The other thing was that the Luton's front driver's tyre shredded as the nine millimetre Parabellum hit, shedding its rubber along the highway. That grabbed the driver's attention like nothing else could. The man gripped his wheel wrestling with it to keep control. By now, my Audi coupé had shot ahead. I decelerated, dropping back but keeping my distance as the van's driver controlled his swerves. Let's make things more difficult.

I took aim a second time and shot out one of the rear tyres. No way could the driver control his vehicle now. Giving in to the inevitable, the driver steered over to the hard shoulder by the side of the highway. He switched off the engine but didn't get out.

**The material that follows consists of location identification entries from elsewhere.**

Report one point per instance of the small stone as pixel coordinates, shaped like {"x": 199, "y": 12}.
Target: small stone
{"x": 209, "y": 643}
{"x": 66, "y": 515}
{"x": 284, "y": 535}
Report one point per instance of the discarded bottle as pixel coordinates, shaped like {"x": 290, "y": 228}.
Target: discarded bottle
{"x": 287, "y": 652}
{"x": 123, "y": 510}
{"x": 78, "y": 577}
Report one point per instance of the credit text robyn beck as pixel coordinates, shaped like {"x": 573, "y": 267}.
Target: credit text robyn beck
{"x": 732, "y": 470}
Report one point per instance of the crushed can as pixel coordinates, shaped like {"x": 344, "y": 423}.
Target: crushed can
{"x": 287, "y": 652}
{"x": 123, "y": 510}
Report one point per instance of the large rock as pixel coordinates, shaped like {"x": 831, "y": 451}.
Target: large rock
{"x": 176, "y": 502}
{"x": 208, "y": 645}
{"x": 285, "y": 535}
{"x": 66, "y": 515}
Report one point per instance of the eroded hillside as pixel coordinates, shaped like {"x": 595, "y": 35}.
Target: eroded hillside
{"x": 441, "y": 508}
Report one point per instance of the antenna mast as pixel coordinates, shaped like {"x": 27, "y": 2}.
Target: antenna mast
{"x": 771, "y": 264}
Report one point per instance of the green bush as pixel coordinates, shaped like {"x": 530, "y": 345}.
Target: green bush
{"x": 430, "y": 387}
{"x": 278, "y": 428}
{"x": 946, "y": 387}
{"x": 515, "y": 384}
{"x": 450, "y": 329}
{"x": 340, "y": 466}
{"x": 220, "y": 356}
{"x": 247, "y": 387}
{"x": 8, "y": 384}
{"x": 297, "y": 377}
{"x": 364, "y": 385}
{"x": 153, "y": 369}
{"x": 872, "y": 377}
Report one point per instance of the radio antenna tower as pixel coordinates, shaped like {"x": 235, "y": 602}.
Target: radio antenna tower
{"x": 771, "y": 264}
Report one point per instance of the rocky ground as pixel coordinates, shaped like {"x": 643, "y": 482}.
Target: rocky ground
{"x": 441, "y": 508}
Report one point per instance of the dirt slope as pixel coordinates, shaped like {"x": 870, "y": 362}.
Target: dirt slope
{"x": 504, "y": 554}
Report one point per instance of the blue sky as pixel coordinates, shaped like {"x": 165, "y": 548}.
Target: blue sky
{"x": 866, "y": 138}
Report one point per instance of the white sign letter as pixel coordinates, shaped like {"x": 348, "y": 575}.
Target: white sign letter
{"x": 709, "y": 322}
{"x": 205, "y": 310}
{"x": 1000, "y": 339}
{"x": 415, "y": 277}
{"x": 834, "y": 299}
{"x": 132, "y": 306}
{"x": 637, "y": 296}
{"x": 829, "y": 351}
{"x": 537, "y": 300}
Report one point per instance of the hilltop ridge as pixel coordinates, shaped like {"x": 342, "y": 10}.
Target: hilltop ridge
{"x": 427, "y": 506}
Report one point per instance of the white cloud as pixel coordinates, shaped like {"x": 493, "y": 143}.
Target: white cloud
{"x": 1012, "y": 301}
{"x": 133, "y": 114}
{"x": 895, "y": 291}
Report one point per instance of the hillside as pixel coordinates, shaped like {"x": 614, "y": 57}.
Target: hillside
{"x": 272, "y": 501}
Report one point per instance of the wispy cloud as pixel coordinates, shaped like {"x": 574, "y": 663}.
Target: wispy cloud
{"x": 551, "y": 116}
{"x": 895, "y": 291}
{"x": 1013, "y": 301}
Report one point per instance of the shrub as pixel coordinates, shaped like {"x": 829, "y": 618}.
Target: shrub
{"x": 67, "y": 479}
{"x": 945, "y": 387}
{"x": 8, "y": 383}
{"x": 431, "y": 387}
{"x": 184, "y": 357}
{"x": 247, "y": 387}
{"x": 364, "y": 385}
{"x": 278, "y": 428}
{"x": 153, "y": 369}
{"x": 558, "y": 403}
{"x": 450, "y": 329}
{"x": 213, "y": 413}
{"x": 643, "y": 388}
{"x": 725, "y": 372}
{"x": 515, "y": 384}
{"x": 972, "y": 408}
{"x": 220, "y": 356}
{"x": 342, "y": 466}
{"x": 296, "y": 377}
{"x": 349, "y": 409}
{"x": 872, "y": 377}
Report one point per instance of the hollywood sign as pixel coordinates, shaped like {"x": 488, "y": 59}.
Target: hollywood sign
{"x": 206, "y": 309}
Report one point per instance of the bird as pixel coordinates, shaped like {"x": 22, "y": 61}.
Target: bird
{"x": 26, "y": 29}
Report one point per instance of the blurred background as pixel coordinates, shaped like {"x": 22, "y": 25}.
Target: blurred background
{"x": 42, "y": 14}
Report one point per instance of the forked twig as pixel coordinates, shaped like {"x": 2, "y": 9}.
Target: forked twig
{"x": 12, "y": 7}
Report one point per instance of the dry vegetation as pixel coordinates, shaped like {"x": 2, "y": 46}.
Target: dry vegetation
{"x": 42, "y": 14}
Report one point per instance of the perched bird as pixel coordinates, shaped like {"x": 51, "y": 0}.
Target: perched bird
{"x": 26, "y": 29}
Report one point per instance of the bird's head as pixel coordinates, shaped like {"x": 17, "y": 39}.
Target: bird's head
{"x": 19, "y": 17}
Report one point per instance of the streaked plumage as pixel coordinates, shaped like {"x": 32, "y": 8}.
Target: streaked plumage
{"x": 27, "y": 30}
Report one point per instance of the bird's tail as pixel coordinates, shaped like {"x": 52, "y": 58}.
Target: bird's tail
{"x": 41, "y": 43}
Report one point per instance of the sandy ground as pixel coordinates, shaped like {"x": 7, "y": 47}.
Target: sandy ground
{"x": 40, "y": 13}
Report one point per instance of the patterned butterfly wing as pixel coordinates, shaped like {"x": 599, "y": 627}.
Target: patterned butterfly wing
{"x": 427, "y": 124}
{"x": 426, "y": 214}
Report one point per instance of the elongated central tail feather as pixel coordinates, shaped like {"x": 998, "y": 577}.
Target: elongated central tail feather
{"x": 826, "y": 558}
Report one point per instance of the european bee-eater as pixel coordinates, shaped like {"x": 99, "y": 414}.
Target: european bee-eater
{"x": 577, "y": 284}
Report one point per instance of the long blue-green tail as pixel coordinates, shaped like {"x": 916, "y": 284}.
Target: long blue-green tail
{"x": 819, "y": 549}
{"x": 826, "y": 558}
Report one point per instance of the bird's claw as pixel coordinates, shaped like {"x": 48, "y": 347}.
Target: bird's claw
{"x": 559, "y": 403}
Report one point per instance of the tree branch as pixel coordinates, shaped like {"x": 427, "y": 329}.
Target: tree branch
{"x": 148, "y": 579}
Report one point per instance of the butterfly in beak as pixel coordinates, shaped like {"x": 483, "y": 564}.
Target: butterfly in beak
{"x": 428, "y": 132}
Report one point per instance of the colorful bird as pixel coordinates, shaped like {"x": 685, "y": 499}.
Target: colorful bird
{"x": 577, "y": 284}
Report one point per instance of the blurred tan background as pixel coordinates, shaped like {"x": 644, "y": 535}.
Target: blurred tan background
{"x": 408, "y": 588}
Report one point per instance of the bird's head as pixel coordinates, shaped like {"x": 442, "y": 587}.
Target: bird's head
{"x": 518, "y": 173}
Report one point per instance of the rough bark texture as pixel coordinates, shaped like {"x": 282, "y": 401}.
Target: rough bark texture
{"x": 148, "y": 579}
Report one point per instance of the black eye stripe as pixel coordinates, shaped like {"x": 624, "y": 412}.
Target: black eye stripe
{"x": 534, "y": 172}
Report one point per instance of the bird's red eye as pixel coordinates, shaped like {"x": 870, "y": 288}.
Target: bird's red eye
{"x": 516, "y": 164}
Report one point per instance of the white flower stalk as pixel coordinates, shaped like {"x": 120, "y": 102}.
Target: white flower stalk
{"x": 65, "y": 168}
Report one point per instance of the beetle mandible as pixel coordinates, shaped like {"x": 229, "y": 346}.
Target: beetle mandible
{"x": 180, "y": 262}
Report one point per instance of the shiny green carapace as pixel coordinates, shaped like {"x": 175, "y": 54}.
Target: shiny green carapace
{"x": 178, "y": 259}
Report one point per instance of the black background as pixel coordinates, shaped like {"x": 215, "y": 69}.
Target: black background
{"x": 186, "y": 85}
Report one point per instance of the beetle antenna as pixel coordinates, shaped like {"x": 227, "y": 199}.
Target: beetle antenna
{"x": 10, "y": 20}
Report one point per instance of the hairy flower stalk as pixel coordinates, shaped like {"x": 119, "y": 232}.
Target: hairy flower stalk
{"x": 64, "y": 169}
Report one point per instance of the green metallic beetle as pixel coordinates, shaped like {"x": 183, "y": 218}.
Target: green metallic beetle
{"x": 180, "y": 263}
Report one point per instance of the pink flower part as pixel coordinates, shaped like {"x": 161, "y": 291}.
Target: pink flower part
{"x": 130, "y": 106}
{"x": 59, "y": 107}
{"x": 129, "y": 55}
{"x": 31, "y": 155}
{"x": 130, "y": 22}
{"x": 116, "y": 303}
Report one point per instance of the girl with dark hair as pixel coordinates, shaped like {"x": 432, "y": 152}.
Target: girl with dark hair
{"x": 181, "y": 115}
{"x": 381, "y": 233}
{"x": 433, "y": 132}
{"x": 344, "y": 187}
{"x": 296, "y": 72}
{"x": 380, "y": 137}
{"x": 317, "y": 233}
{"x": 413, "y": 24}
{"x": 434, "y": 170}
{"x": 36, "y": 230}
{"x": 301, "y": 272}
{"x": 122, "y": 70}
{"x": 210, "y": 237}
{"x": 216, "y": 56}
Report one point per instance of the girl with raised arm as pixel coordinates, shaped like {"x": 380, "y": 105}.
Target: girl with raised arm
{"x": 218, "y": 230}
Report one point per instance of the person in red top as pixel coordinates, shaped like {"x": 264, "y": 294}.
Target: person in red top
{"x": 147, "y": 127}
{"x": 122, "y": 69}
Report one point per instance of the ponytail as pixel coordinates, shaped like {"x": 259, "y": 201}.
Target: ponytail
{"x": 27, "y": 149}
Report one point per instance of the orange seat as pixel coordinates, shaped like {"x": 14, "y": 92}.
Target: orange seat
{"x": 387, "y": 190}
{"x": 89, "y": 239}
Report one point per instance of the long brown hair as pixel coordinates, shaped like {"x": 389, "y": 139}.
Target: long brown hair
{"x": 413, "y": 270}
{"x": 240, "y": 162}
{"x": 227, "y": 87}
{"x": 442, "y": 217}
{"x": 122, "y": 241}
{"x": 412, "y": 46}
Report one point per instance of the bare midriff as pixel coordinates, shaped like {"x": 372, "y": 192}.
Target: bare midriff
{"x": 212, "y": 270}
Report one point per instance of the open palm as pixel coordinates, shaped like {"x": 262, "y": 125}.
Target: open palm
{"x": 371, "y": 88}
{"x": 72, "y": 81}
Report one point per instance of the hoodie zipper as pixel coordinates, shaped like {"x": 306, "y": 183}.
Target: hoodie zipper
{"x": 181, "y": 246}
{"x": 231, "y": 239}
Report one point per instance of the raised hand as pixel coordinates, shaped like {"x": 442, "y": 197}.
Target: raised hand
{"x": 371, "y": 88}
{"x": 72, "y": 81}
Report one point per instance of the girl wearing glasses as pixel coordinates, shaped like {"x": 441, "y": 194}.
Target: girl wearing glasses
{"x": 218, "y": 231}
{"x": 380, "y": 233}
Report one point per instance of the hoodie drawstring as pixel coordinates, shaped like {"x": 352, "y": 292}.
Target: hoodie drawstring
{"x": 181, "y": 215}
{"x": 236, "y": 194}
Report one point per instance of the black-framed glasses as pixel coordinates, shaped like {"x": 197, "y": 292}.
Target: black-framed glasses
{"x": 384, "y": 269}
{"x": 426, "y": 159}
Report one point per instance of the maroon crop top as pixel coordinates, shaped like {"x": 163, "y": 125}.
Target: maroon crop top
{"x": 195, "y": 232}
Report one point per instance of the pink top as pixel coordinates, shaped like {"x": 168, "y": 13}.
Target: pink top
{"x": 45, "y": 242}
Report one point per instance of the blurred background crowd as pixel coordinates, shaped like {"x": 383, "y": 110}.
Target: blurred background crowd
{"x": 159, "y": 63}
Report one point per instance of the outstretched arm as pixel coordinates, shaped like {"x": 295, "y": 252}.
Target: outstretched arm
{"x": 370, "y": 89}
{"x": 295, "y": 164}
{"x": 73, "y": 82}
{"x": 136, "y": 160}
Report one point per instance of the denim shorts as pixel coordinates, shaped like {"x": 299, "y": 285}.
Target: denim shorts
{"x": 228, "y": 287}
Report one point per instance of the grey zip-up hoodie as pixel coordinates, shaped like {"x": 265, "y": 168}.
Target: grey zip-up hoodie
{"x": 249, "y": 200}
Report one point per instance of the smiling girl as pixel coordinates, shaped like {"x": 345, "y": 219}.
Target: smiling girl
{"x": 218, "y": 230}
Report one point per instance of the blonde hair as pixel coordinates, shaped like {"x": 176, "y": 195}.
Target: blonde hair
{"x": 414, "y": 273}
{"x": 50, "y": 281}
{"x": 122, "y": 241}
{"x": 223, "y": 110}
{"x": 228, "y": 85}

Pulling up in front of the Luton, it was me who got out. I walked over to the Luton in what I hoped was a slow and menacing way and the driver watched me approach. He clicked down the door lock and sat there, slab-like. I saw him pick up his cell phone so I shook my head at him. I jerked up my Beretta's barrel in an unmistakable sign for him to unlock. He mistook my signal and looked at me wide eyed with fear. So I aimed the pistol at him through the glass and tightened my finger on the trigger still shaking my head. No mistaking my intentions.

The driver dropped his cell and lifted the lock. I opened the van's door. "Out," I snapped. The driver gabbled something in Polish or Lithuanian. However, I was too tired to care. I knew the man must speak some, even if only a little, English and I didn't have the time to mess about. I stretched up, took a fistful of his jacket and hauled him out of his cab. He stumbled and almost fell at my feet. I showed him the Beretta 92 again, making sure he got a really good look at its deadly shape.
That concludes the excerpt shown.